This page is not meant to present Chad as a saint. He was not perfect, and he was his worst critic. He was so forgiving of others but was the most unforgiving of himself. Is there anyone alive who lives without sin, mistakes, or dishonesty? The difference with Chad’s mistakes is they were all public. Yes, he had a record; it is all out there for public viewing. He was not a violent criminal. He was not part of any gangs. He did not own a weapon. He took responsibility for his actions and was always seeking atonement for and from those he hurt.
He spent a good part of his life in treatment centers. He would relapse and get back into treatment. He was so inspired by all the counselors, therapists, and social workers who tried to help him that he wanted to become a Music Therapist so he could help others.
We would like to take this moment to thank all of those who touched Chad’s life in some way as they tried to help him. You are overworked, underpaid, and underappreciated. Please know you make a difference in so many lives, including the families of those who struggle.
For those who are experiencing the pain, hurt, and feelings of betrayal from a loved one who is struggling with addiction, there is help. It starts with understanding the illness. Understanding will not heal your pain, but it will help you understand your loved one does not intentionally mean to hurt you. The National Institute of Mental Health has officially diagnosed addiction as a mental illness. https://www.nimh.nih.gov/health/topics/substance-use-and-mental-health/index.shtml
I treated Chad’s addiction as something to be embarrassed about and I never tried to understand the mental aspects of addiction until his adult years.
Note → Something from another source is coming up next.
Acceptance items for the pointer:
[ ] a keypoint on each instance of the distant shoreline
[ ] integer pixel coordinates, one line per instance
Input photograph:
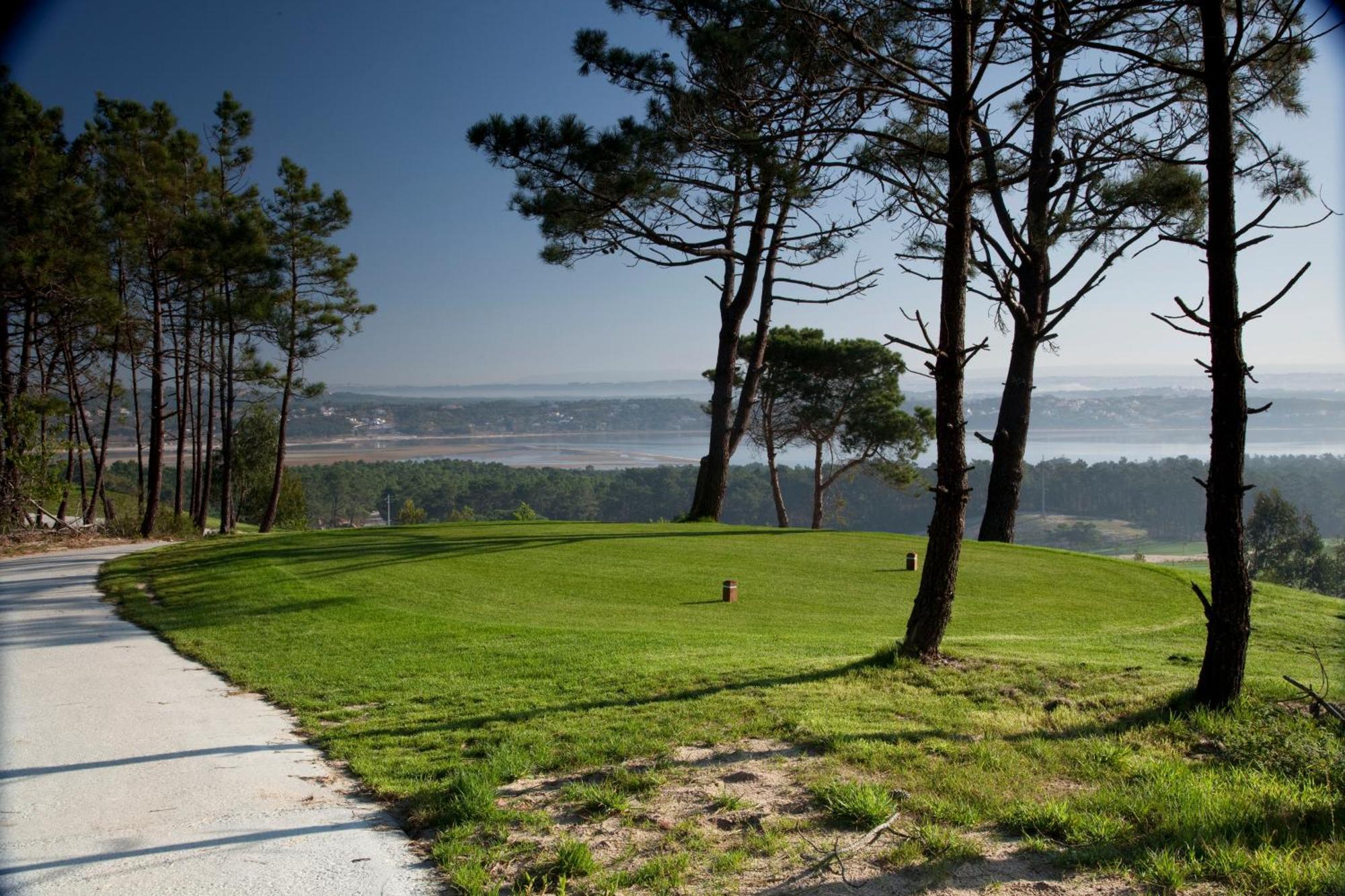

These days it is a part of our community and everyday life. If you are feeling the pain, embarrassment, and hurt your loved one’s illness is causing you, there is support for families, too. If you don’t have a loved one struggling with addiction, trust me when I tell you that you know someone
,—a friend, a coworker, a neighbor, a church member, or even someone in your own family—who is struggling. Somebody you know is touched by addiction.
For those struggling with addiction. You are not alone. Addiction is a vicious cycle of anxiety, depression, regret, isolation, relapse and starting over. Always starting over. There are people, communities, and groups whose sole purpose is to help you if you truly want to get help. Chad tried just about all of them and found the 12-step program worked for him, and lastly, he turned to God and found his greatest peace and longest period of sobriety. Sadly, he took his eyes off that purpose for the briefest of moments. It’s a slippery slope. The day he died he had made appointments to get back into a treatment center.